NAFTA Is All about the States
There is no better day to underscore the North Atlantic Free Trade Agreement’s (NAFTA’s) importance to the nation and to the states than Wednesday, the misguided National Day of Action to replace the North Atlantic Free Trade Agreement (NAFTA). Despite its imperfections the states have been notable NAFTA beneficiaries and have the most to lose if the Agreement falters. A recently published report Which States Would Be Hit Hardest by Withdrawing from NAFTA observes that the industrial Midwestern states will be particularly hard hit without NAFTA. Michigan, Wisconsin, Missouri, Ohio and Indiana are among the top 10 losers if NAFTA is dissolved. Millions of American jobs are supported by NAFTA, and all but one U.S. state count Canada or Mexico as a top three trading partner. While ready for modernization, NAFTA has been good for the nation and good for the states. Trilateral talks began this year to update the framework. Negotiations have hit unexpected obstacles and are more contentious than anticipated, signaling that this framework with two of our most important trading partners might be in jeopardy.

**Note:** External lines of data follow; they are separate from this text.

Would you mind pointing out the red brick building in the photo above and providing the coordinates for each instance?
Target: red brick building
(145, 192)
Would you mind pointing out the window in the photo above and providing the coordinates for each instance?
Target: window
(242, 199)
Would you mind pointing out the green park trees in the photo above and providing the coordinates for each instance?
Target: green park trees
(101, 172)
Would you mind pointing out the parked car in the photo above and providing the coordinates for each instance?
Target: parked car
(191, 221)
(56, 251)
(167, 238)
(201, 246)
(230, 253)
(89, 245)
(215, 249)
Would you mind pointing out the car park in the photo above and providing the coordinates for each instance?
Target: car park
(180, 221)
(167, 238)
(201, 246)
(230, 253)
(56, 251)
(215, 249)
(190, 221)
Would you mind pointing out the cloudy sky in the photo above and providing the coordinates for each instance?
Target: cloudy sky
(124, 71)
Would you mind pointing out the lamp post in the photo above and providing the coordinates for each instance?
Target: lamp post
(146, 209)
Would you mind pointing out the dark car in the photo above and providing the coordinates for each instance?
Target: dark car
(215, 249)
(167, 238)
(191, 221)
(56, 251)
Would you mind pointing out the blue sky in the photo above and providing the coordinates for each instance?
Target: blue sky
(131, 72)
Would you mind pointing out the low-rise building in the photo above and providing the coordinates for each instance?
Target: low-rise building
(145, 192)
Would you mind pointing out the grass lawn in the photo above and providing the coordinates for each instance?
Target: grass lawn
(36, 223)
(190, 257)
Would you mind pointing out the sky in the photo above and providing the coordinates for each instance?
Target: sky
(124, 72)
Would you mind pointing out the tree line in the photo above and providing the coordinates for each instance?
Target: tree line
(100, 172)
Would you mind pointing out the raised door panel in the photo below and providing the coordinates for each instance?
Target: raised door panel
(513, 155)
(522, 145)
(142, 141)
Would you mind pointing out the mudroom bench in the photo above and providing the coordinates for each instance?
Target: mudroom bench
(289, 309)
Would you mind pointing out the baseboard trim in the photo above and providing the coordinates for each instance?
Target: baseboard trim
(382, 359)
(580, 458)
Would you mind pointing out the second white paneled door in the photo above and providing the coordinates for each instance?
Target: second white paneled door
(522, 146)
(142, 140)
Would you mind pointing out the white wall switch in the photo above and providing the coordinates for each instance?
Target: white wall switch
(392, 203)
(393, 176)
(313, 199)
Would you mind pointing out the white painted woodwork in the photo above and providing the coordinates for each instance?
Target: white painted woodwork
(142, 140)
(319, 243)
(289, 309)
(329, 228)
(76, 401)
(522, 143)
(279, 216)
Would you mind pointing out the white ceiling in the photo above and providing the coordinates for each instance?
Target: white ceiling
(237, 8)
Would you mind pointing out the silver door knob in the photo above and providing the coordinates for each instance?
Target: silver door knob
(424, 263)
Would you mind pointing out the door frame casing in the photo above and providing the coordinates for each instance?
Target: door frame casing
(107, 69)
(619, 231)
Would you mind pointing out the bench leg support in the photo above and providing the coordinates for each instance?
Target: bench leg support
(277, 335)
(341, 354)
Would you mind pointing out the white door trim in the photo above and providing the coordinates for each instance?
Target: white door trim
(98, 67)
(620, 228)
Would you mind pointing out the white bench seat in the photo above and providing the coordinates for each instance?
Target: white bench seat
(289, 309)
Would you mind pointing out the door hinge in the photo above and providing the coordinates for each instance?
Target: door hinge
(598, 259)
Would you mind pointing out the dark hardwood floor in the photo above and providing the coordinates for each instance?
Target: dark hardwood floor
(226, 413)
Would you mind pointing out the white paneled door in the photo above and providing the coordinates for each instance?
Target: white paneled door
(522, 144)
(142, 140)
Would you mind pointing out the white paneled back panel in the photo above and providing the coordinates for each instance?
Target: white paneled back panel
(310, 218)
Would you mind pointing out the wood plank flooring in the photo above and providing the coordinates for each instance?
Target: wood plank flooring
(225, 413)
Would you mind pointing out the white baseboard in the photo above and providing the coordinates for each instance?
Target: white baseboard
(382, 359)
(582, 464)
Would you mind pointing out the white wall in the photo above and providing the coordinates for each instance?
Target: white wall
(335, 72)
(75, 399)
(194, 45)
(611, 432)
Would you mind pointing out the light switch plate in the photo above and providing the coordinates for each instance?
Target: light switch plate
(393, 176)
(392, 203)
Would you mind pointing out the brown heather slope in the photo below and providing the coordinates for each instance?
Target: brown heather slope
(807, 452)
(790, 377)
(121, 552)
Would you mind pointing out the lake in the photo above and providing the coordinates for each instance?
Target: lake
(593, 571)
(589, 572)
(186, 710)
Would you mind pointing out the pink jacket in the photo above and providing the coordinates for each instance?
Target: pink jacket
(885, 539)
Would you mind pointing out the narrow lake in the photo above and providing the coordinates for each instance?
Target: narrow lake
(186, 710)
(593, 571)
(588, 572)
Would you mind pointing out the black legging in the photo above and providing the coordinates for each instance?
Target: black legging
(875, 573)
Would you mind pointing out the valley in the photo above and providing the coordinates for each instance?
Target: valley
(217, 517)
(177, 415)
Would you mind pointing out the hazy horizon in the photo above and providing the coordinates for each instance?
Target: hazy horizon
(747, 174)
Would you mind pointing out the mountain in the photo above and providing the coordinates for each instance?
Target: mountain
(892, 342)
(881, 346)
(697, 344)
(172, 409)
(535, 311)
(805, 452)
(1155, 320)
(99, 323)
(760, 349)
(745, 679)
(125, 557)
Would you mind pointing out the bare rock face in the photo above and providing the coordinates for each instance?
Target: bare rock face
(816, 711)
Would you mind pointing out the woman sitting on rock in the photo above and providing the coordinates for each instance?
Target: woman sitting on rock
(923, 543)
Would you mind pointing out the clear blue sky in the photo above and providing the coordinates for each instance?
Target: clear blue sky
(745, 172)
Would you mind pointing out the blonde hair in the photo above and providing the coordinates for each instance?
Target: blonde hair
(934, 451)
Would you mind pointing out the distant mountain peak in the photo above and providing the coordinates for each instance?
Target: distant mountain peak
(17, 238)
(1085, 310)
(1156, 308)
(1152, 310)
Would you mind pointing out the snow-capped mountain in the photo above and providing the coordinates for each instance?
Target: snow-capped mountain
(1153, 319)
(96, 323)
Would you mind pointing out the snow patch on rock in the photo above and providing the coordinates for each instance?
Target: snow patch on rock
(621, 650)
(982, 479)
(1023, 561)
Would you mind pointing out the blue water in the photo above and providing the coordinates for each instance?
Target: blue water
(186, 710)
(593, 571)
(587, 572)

Conventional wisdom holds that NAFTA and FTAs, in general, threaten American jobs however the facts contradict that popular perception. Far from destroying jobs, according to an Atlantic Council report entitled What If NAFTA Ended: The Imperative of a Successful Renegotiation,“In the four years following NAFTA’s implementation, the United States added 800,000 manufacturing jobs,” contrasted with 2 million manufacturing jobs lost between 1980 and 1993 – the years before NAFTA’s adoption. While worker dislocation is real, technological innovation causes far more of it with trade being responsible for modest job creation. FTA partners serve as the destination countries for a disproportionate share of American exports, and imports help keep prices low on the goods many American families use every day. The answer to worker dislocation is not isolationism and protectionism but public-private partnership educational programs that train American workers for 21st-century jobs.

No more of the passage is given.